I primi 24 progetti (si veda tabella in pagina) attiveranno risorse pari a 1,2 miliardi e interesseranno 12 milioni di italiani residenti in 131 comuni. Ma soprattutto, occuperanno 12.000 addetti per 38 mesi (a tanto ammontano i tempi medi di realizzazione degli interventi). Gli interventi spazieranno dalla tutela del verde urbano all’edilizia scolastica, dalle piste ciclabili, alla rigenerazione delle aree dismesse, dalla viabilità all’housing sociale, dagli impianti sportivi alla cultura. Le risorse arriveranno per il 43,6% dai fondi messi in campo dal governo, per il 28,8% da fondi privati e per il restante 27,6% dal cofinanziamento da parte dei comuni.
«Le disponibilità economiche per completare questo percorso ci sono», ha assicurato il premier Gentiloni. «Abbiamo varato venerdì scorso al Cipe ulteriori 800 milioni della tranche di 1,6 miliardi che serve a completare l’operazione: gli altri 800 milioni fanno parte del fondo per le infrastrutture».
«Con il bando si avvia una importante ricucitura delle periferie, luoghi non necessariamente lontani dal centro, in cui si concentra il degrado socio-economico», ha osservato Antonio Decaro che ha chiesto al governo di rendere stabili queste risorse in modo da disegnare finalmente «una strategia unitaria» per le periferie.

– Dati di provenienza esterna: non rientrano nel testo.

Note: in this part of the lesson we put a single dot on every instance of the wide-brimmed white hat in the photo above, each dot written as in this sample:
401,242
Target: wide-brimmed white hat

Un appello subito condiviso dal premier. «Ha ragione Decaro a dire che non può essere una tantum e che deve trattarsi di un impegno di lunga durata ma io sono orgoglioso di rivendicare il fatto che questo impegno che il presidente Renzi aveva preso a nome del governo viene mantenuto, e viene mantenuto lavorando sul nostro tessuto urbano», ha sottolineato il presidente del consiglio.
Tra i progetti presentati ieri a Palazzo Chigi spicca proprio quello della città metropolitana di Bari, guidata da Decaro. Non solo per il valore complessivo del progetto, denominato «Periferie aperte» (oltre 100 milioni di euro), ma anche perché il bando punta a coinvolgere 41 comuni dell’area metropolitana barese prevedendo la realizzazione di 36 interventi strategici di riqualificazione dello spazio pubblico puntando su mobilità sostenibile, sicurezza, infrastrutture sportive, spazi verdi e arte pubblica. Da segnalare anche il progetto del comune di Napoli «Restart Scampia» che punta a riqualificare il quartiere anche attraverso l’abbattimento di tre dei quattro complessi residenziali meglio conosciuti come «Le Vele» e ormai divenuti simbolo del degrado della zona.